Reprocessing Bad Batches

By Rick Da Tech


Beginners and Experts alike will sometimes take shortcuts that result in bad batches, like skipping the test batch, or not checking their oil for water. When we make a bad batch we want to fix it. After all, we have invested time and money in this oil and want to get it back in the form of biodiesel. There are cures that let you salvage the oil and sometimes even the methanol. To look at those cures we need to look at each of the three types of bad batches individually, the Soapy Mess, Barely Biodiesel, and Almost ASTM.

Almost ASTM is the most common form of bad batch. You can follow the instructions exactly to a tee and still make a batch of Almost ASTM. Almost ASTM is a batch that almost meets ASTM specifications for free and total glycerin. It will often have small droplets of oil in the 3/27 test. Most of us go ahead and use this fuel anyway. We did for years before we had the 3/27 test without any problems.

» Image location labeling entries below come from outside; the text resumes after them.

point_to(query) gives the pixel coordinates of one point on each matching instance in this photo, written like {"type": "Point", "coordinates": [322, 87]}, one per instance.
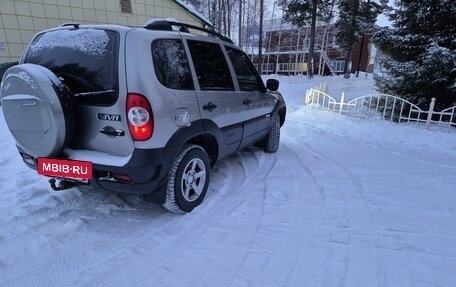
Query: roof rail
{"type": "Point", "coordinates": [165, 25]}
{"type": "Point", "coordinates": [75, 25]}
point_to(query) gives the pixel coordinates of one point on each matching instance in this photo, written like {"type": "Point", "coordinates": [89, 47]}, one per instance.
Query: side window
{"type": "Point", "coordinates": [210, 66]}
{"type": "Point", "coordinates": [246, 73]}
{"type": "Point", "coordinates": [171, 65]}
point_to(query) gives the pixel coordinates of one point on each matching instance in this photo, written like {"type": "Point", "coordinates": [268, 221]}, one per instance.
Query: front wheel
{"type": "Point", "coordinates": [188, 179]}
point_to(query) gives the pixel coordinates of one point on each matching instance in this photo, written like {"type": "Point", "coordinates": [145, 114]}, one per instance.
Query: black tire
{"type": "Point", "coordinates": [38, 110]}
{"type": "Point", "coordinates": [273, 139]}
{"type": "Point", "coordinates": [188, 179]}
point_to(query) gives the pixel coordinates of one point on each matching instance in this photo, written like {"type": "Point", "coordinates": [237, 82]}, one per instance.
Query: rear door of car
{"type": "Point", "coordinates": [219, 102]}
{"type": "Point", "coordinates": [89, 61]}
{"type": "Point", "coordinates": [256, 102]}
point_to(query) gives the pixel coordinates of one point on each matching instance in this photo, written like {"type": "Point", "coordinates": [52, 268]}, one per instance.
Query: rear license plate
{"type": "Point", "coordinates": [62, 168]}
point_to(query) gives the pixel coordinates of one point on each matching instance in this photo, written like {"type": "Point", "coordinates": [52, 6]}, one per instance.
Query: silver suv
{"type": "Point", "coordinates": [145, 110]}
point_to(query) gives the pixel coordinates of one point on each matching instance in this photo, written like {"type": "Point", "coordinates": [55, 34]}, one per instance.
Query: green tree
{"type": "Point", "coordinates": [305, 12]}
{"type": "Point", "coordinates": [421, 46]}
{"type": "Point", "coordinates": [356, 19]}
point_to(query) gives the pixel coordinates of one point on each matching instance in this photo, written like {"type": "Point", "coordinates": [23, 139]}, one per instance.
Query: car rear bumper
{"type": "Point", "coordinates": [145, 173]}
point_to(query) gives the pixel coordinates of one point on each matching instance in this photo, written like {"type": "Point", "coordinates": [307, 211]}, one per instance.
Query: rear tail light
{"type": "Point", "coordinates": [140, 118]}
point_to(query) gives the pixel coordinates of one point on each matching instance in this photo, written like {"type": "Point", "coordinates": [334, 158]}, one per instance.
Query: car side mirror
{"type": "Point", "coordinates": [272, 85]}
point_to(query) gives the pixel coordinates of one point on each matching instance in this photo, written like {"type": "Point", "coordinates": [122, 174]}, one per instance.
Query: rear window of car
{"type": "Point", "coordinates": [171, 65]}
{"type": "Point", "coordinates": [84, 59]}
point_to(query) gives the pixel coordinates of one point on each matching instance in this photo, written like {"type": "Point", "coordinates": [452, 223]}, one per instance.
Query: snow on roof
{"type": "Point", "coordinates": [192, 10]}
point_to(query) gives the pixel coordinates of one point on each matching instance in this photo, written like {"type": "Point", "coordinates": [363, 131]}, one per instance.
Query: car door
{"type": "Point", "coordinates": [257, 103]}
{"type": "Point", "coordinates": [219, 104]}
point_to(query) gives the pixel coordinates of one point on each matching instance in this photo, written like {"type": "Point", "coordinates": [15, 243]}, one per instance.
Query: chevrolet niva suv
{"type": "Point", "coordinates": [145, 110]}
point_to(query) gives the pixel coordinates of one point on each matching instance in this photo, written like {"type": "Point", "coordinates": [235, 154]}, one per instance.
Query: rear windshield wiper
{"type": "Point", "coordinates": [90, 94]}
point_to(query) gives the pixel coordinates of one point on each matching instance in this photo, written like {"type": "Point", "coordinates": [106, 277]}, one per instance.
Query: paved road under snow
{"type": "Point", "coordinates": [343, 202]}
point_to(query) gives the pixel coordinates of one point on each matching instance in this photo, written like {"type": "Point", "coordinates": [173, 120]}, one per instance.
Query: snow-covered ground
{"type": "Point", "coordinates": [344, 202]}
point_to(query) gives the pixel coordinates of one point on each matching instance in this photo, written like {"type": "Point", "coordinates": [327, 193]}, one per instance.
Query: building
{"type": "Point", "coordinates": [21, 19]}
{"type": "Point", "coordinates": [286, 48]}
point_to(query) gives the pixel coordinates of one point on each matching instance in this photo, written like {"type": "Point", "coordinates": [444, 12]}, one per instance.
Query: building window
{"type": "Point", "coordinates": [125, 6]}
{"type": "Point", "coordinates": [339, 65]}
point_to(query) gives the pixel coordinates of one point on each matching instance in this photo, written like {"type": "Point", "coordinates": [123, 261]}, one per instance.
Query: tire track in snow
{"type": "Point", "coordinates": [197, 223]}
{"type": "Point", "coordinates": [139, 237]}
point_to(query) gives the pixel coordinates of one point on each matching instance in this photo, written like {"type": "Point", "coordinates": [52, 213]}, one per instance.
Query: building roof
{"type": "Point", "coordinates": [193, 11]}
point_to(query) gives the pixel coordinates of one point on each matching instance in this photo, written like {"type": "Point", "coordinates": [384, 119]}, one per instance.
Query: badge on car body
{"type": "Point", "coordinates": [108, 117]}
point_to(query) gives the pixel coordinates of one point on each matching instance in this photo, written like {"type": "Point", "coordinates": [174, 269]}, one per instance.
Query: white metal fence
{"type": "Point", "coordinates": [382, 106]}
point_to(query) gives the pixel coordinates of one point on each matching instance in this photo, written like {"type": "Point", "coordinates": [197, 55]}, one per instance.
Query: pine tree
{"type": "Point", "coordinates": [356, 19]}
{"type": "Point", "coordinates": [421, 46]}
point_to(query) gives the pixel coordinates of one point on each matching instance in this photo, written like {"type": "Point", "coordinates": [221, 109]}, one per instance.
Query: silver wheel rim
{"type": "Point", "coordinates": [193, 179]}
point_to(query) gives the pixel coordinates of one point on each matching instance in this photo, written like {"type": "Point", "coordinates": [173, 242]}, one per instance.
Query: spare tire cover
{"type": "Point", "coordinates": [37, 109]}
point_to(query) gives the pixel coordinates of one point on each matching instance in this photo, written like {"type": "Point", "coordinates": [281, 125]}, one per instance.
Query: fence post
{"type": "Point", "coordinates": [430, 112]}
{"type": "Point", "coordinates": [341, 105]}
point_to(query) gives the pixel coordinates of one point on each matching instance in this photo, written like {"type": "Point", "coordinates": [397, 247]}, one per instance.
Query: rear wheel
{"type": "Point", "coordinates": [188, 179]}
{"type": "Point", "coordinates": [273, 139]}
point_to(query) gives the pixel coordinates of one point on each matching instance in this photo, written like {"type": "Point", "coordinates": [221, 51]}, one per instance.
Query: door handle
{"type": "Point", "coordinates": [112, 132]}
{"type": "Point", "coordinates": [209, 107]}
{"type": "Point", "coordinates": [247, 102]}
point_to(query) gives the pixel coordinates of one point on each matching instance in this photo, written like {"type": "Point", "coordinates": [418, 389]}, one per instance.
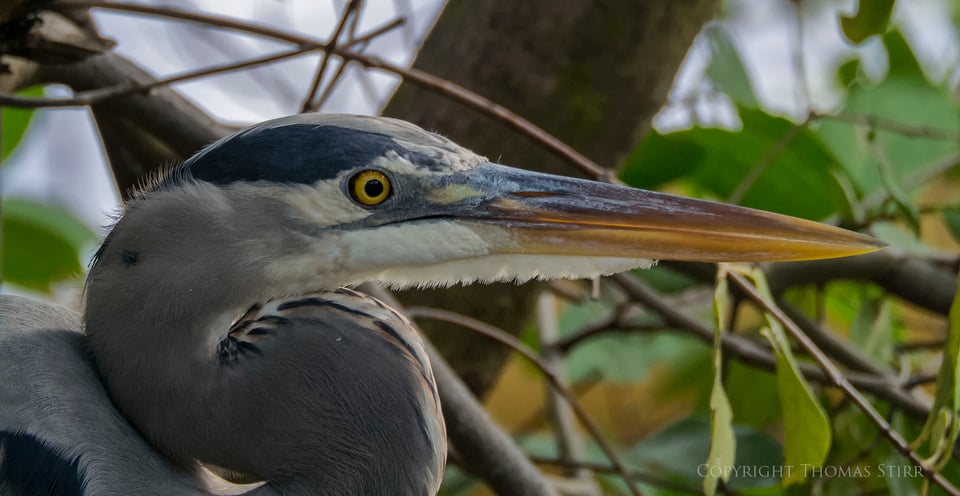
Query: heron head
{"type": "Point", "coordinates": [331, 200]}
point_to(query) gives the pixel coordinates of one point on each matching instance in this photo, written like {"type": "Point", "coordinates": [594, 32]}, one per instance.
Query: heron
{"type": "Point", "coordinates": [220, 327]}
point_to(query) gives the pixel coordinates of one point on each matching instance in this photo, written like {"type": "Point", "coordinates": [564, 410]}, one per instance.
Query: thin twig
{"type": "Point", "coordinates": [639, 475]}
{"type": "Point", "coordinates": [350, 10]}
{"type": "Point", "coordinates": [837, 379]}
{"type": "Point", "coordinates": [86, 98]}
{"type": "Point", "coordinates": [920, 345]}
{"type": "Point", "coordinates": [427, 81]}
{"type": "Point", "coordinates": [515, 344]}
{"type": "Point", "coordinates": [750, 353]}
{"type": "Point", "coordinates": [890, 125]}
{"type": "Point", "coordinates": [569, 442]}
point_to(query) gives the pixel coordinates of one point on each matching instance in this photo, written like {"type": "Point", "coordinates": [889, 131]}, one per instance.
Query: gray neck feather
{"type": "Point", "coordinates": [324, 406]}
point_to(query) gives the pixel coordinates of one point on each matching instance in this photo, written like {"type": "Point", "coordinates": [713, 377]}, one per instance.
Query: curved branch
{"type": "Point", "coordinates": [837, 379]}
{"type": "Point", "coordinates": [555, 381]}
{"type": "Point", "coordinates": [484, 448]}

Note, if you sell your biodiesel, you are required by law to meet the full ASTM specifications. If you do not sell your biodiesel, then you can make it to whatever standard you feel is proper for you. The ASTM standards are not set in stone; they were developed by a committee of industry experts. There has been no scientific testing proving that a specific level of conversion is required for any specific engine. It is possible to reprocess, just be warned that test batches do not accurately predict the results of the full size batch. You can reprocess a test batch, have it turn out perfect, and still end up with a reactor full of jello rather than biodiesel. After Draining the Glycerin and before any water is added or any washing (dry or wet) you can reprocess. Dissolve 1 gram of NaOH into 35ml of methanol for each liter of oil. Mix for an hour and test using the 3/27 test. You may not have any glycerin to fall out after processing. It will come out in the wash. If you waited until after you washed to decide you need to reprocess, then your best bet will be blending, described later in this article.

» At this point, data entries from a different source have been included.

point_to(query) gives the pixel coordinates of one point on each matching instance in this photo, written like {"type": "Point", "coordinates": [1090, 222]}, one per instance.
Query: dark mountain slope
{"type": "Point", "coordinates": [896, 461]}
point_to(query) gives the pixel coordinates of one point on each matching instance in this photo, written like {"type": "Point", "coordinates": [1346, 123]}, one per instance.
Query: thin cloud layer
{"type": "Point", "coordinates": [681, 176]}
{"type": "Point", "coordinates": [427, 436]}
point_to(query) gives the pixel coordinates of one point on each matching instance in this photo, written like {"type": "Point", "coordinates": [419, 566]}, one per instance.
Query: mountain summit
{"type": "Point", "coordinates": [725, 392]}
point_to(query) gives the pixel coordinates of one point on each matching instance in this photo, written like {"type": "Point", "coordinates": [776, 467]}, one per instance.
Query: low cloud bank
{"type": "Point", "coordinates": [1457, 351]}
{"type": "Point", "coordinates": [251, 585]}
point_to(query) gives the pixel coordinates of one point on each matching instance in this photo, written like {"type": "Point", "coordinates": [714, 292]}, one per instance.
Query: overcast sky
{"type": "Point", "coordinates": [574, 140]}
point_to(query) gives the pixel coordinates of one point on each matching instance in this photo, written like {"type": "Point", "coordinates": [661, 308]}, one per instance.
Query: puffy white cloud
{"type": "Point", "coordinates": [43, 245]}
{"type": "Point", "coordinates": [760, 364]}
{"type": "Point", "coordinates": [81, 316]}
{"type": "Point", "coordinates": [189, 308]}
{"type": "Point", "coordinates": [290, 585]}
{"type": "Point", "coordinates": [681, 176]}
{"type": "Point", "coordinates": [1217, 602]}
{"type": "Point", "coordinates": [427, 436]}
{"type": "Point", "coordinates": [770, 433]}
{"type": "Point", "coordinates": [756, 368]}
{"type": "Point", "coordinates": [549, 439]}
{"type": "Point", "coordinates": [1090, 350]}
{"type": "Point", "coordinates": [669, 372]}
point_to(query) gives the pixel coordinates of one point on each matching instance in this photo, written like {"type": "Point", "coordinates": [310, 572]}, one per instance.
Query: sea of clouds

Barely Biodiesel is a low conversion biodiesel. It will have a good glycerin separation, but will badly fail the 3/27 test. Sometimes it will have some soap blobs floating in the biodiesel. If you had made a test batch before continuing with the larger batch, the low conversion would have become apparent. It is biodiesel as the early adaptors made it, low conversion, simple, and used in very robust diesel engines, often as unwashed biodiesel. You may want to take a lesson from commercial producers and blend in the bad biodiesel with a lot of good biodiesel. Large Scale biodiesel producers will bring in a large tanker of oil, process a batch, and test it for conversion. The first batch may not meet their in house standards for conversion. Pass or fail, they will still pump the finished batch into the finished biodiesel tanker. They will adjust the recipe on the next batch to meet their conversion standards. Even if they have several bad batches in the beginning, by the time they have processed the whole tanker of oil, the finished biodiesel will meet conversion standards.

The soapy mess is the worse case, with little or no biodiesel made. The glycerin does not separate and fall out to the bottom. The methanol usually soaks up trash that makes it dark and floats to the top of the batch. The catalyst is consumed making soap, so you have lots of soap. The oil could be liquid, or it could be a gel depending on which type of lye you used, how much lye you used and how much methanol you used. It is most often caused by very wet oil. Sometimes it is caused by oil contaminated with detergents or other unidentified junk. Normally a test batch will show a problem before the large batch is started. The methanol can be decanted off, but it can not be used without further distillation. If you are recovering methanol from the glycerin layer, you can save most of the methanol by decanting it off the batch and adding it to a batch of glycerin about to be distilled. To salvage the oil, wash out the soap. There is a lot of soap it normally takes a long time to wash it out. I like to throw it in a drum, top it off with water, add a few cups of table salt, and let it sit for several weeks. If you used NaOH, the mix will usually form three layers. The bottom will be salty water, the top will be good clean WVO, the middle will be soap. Once the WVO is washed and dried, it can be reprocessed like it was fresh WVO just collected.